At runtime, during the program initialization (before main() is called!) the runtime that the compiler generated will fill that array with data of type float.
Either way, once you get to main() and to code that you've written, all of that data will be stored as float variables.
Well, basically I was using setprecision(3), but that is rounding up the last number, for example if we do like this -
double x = 5;
x = (double) x / 3;
cout << fixed << setprecision(3) << x << endl;
It will show 1.667
But, if we do it with calculator, it will show - 1.666666666...67
So basically, what I mean is, is there any chance to output in file, just the first 3 digits after the comma, and not to round it up?
1.666666666...67 rounded to three decimal places is 1.667
If you just want to truncate the output then send it to a string with strstream, search the string for the position of "." and truncate the string 3 places beyond that
Or if you simply want to always round down, multiply the result by 1000, use floor() to round down and then divide by 1000.0 again.
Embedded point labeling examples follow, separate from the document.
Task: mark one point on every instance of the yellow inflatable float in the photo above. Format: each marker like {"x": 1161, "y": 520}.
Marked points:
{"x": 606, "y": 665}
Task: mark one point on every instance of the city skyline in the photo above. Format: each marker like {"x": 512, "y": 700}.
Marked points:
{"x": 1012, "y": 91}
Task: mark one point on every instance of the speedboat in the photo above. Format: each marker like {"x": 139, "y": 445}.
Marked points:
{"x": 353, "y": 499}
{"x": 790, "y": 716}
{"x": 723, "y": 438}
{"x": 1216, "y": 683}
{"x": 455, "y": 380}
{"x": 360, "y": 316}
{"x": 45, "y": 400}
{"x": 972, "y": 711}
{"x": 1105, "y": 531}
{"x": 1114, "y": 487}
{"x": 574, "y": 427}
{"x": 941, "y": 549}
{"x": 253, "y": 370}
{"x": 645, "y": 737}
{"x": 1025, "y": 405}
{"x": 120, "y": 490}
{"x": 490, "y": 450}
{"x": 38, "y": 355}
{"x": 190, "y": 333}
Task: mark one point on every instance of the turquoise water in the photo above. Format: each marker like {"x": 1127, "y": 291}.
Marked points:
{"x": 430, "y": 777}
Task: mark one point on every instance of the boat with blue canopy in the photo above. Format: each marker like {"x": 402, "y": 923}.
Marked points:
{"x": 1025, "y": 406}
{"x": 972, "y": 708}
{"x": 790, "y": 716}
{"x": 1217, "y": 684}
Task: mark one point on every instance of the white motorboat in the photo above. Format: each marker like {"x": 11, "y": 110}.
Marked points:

A cast to long truncates the fraction part :
int main()
{
double x;
x= -100.666666666666666;
x = static_cast<double> ( static_cast<long>(x * 1000) )/1000;
cout << x << endl;
}
We could use floor(double) from cmath, which is more preferable, but it's rounds negatives to negative side either.
cout << fixed << setprecision(3) << double(int(x*1000))/1000 << endl;
we use int() to truncate the tailing digits.